In reality, about 25% of PPD cases begin during the pregnancy, and can often present as anxiety. So sayeth my doctor.
For me, I had a lot of anxiety about becoming a working mother. I guess it was more the fear that everyone puts in your head about the first drop off at day care being the worst day of your life – you know, the fact that someone else is spending 45 waking hours a work-week with your child, to your 35. Or maybe the millions of the “he’s only a baby for so long”s that people send your way – as if their saying it makes you more easily able to slow down the rotation of the Earth so that you have more time to “relish” in the moments. Thanks for rubbing it in, jackass.

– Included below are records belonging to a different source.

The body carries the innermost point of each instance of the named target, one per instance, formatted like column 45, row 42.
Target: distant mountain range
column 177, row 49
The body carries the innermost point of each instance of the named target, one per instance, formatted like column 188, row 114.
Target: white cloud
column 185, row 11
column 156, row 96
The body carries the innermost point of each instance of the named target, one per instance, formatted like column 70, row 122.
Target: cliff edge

But, hands down, the greatest cause of my anxiety was the fact that I only got 6 weeks of maternity leave. Yes, the federal law is 12. No, that law did not apply to me.

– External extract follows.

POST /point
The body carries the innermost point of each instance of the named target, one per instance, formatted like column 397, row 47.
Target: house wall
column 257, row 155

I had a lot of anxiety about putting a 6-week-old into day care. I mean, a 6-week-old may not even have a feeding schedule down. A 6-week-old isn’t even capable of sleeping through the night. Hell, a 6-week-old mother can’t even do the sex yet!! But somehow I am required to return to work, as if I’m not still leaking nasties from my no-no parts?? These questions led to a certain little anxiety attack, and because of high amounts of stress during my pregnancy, my doctor thought it best I “talk to someone.” And so I did.

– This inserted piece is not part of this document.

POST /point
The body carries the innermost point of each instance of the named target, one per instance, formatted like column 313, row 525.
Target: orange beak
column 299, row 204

These therapy sessions plus hypnobirthing and prenatal yoga really changed my life. I’m learning to be much more calm. I call it – finding my inner Tristan. I ended up working it out so that I had 8 weeks instead of 6. We found a really reputable day care center that takes awesome care of Charlie. All-in-all, I’ve been managing that anxiety so well that I daresay, I’m not very anxious about being a working mom anymore.
That was, until today.
As you know, we’ve had a few bouts of illness this flu season, which logically I know is because a.) It’s flu season, and 2.) We often find ourselves interacting other humans. Yes, I know he’ll build up his immune system. Yes, I know it’s not really my fault. But in my little mom heart, that big mom guilt creeps in, and makes me certain that it’s because Charlie is in day care.
This morning, we spent an hour at the pediatrician’s office because Charlie had some wheezing/phlegmy/coughiness happening last night and this morning. Because WebMD told me to beware the RSV, Pneumonia, Whooping Cough, Cancer, Stroke, Death and so on…it clearly called for a visit to Dr. F. But really, I’m glad we went because he decided that Charlie should be put on Nebulizer treatments of Albuterol to help him kick the final leg of this virus we’ve got going on.
As if he weren’t miserable enough, Charlie got his first treatment in the office…which in the eyes of a baby looked like a really strange man sticking a weird tube in his face that puffed out funny smelling stuff. He may actually enjoy a similar scenario when he gets to, oh, about college. But what’s a wee-one to do in the situation? Cry of course.
And that he did.
He cried as I checked out… all the way down the elevator…to the car….to the pharmacy…and wee, wee, wee – all the way home. As the crying commenced, I thought to myself – this wouldn’t be happening if I had fallen under FMLA and gotten 12 weeks – because Charlie is only 11 weeks old. And this certainly wouldn’t be happening if I were a stay at home mother, because his exposure would be decreased tenfold. My baby is miserable, and through 1 degree of separation, it is my fault. Therefore, as Charlie cried it out in the back seat, this Working Mama cried it out in the front.
There may not be any crying in baseball, but there sure as hell is crying in motherhood.